Ipatinga festeja 52 anos

Mesmo com muitos problemas, cidade ainda pulsa com boas perspectivas


O município de Ipatinga comemora nesta sexta-feira, 29 de abril, seus 52 anos de emancipação administrativa e política. Dos índios Botocudos que habitavam a região à inauguração da Estrada de Ferro Vitória a Minas, da criação do Grupo de Congado do Ipaneminha à inauguração da Usiminas, das ruas de terra onde se matavam porcos à emancipação, em 29 de abril de 1964, a cidade viveu momentos de glória e fastio.

Daí surgiu um povo orgulhoso de sua capacidade desenvolvimentista. Os que vieram de fora para voltar se arraigaram, criaram família e raízes, e aos poucos, foram transformando Ipatinga em uma cidade voltada para o futuro, com uma malha viária invejável, um amplo sistema hoteleiro, um sistema educacional abrangente.

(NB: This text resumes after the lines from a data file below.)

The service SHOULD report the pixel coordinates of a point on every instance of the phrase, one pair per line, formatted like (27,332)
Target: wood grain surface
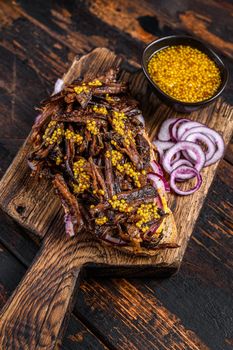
(38,40)
(42,300)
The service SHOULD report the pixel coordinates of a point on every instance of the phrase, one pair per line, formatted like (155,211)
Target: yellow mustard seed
(79,89)
(118,122)
(185,73)
(96,82)
(109,98)
(101,221)
(81,176)
(146,213)
(100,110)
(120,205)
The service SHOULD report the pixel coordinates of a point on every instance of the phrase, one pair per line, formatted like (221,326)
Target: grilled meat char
(90,140)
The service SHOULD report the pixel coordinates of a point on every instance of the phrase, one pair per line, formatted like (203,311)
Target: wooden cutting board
(36,314)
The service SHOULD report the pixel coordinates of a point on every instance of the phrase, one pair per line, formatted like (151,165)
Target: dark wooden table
(192,310)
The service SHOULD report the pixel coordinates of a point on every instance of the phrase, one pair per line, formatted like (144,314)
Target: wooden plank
(77,336)
(204,281)
(36,209)
(63,258)
(157,314)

Os tempos atuais são de cintos apertados, exigem medidas drásticas e adaptações, mas o potencial não se perdeu, lateja, indica boas perspectivas de futuro, bastando fazer ajustes acreditar.

História

Por volta de 1930, a Estação Ferroviária "Pedra Mole", nas proximidades do local que viria a ser o Bairro Cariru, foi transferida após sucessivas tentativas de transposição da foz do Ribeirão Ipanema. O trajeto da Ferrovia Vitória-Minas, que margeava o Rio Piracicaba desde 1922, foi alterado para a Rua Belo Horizonte, no atual Centro.

A nova estação originou um povoado, hoje centro tradicional de Ipatinga, que, junto com a Barra Alegre, foram os primeiros da região. A antiga denominação de Barra Alegre (Água Limpa), repetiu-se na formação da palavra i+pa+tinga, ou "pouso de água limpa"  na língua tupi.

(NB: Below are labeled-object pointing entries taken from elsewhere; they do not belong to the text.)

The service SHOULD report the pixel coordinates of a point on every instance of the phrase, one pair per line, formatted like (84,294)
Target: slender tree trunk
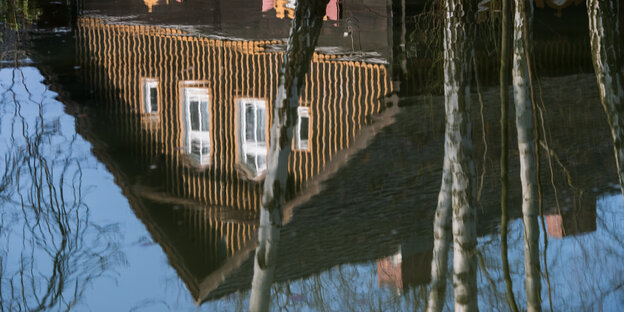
(526,149)
(606,53)
(506,35)
(304,33)
(442,237)
(458,53)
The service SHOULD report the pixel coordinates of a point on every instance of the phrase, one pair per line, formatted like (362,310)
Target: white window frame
(201,95)
(148,84)
(255,149)
(301,144)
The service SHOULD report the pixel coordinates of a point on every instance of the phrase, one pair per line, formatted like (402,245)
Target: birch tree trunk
(505,59)
(526,149)
(442,237)
(304,32)
(458,53)
(606,53)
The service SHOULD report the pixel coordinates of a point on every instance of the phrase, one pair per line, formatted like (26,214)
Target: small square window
(150,96)
(302,132)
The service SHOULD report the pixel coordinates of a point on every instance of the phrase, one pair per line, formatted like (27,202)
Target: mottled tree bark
(526,149)
(606,53)
(442,237)
(458,53)
(304,33)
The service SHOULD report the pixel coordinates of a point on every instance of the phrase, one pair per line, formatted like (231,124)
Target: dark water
(134,139)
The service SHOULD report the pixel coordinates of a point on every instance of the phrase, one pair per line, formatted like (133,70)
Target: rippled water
(134,139)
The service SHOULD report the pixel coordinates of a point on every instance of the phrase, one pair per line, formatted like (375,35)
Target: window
(150,96)
(253,147)
(197,124)
(302,133)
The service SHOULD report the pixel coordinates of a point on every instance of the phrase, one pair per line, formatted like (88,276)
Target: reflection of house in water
(575,218)
(183,127)
(410,266)
(191,115)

Em 1934, uma comissão da Companhia Belgo Mineira chegou à estação de Ipatinga com a finalidade de explorar a região, visando a produção de carvão vegetal para o abastecimento dos altos-fornos da usina de Monlevade.

Pouco depois foi criada uma escola para atender os filhos dos trabalhadores. Em meados de 1957, Ipatinga limitava-se à pequena estação da estrada de ferro, pouco frequentada e quase desconhecida, e pequeno núcleo populacional.

O povoado foi elevado à categoria de distrito com o nome de Ipatinga pela Lei n.º 1.039, de 12-12-1953, pertencente ao município de Coronel Fabriciano.

O traçado viário de logradouros acanhados, o pontilhão de ferro sobre o Ribeirão Ipanema e Estação Memória na rua Belo Horizonte, antigo leito dos trilhos, juntamente com as lojas da avenida 28 de abril (antes, rua do Comércio), são testemunhos daquele povoado que pertencia ao município de Antônio Dias e, em 1953, tornou-se distrito de Coronel Fabriciano, precursor da Ipatinga Industrial de hoje.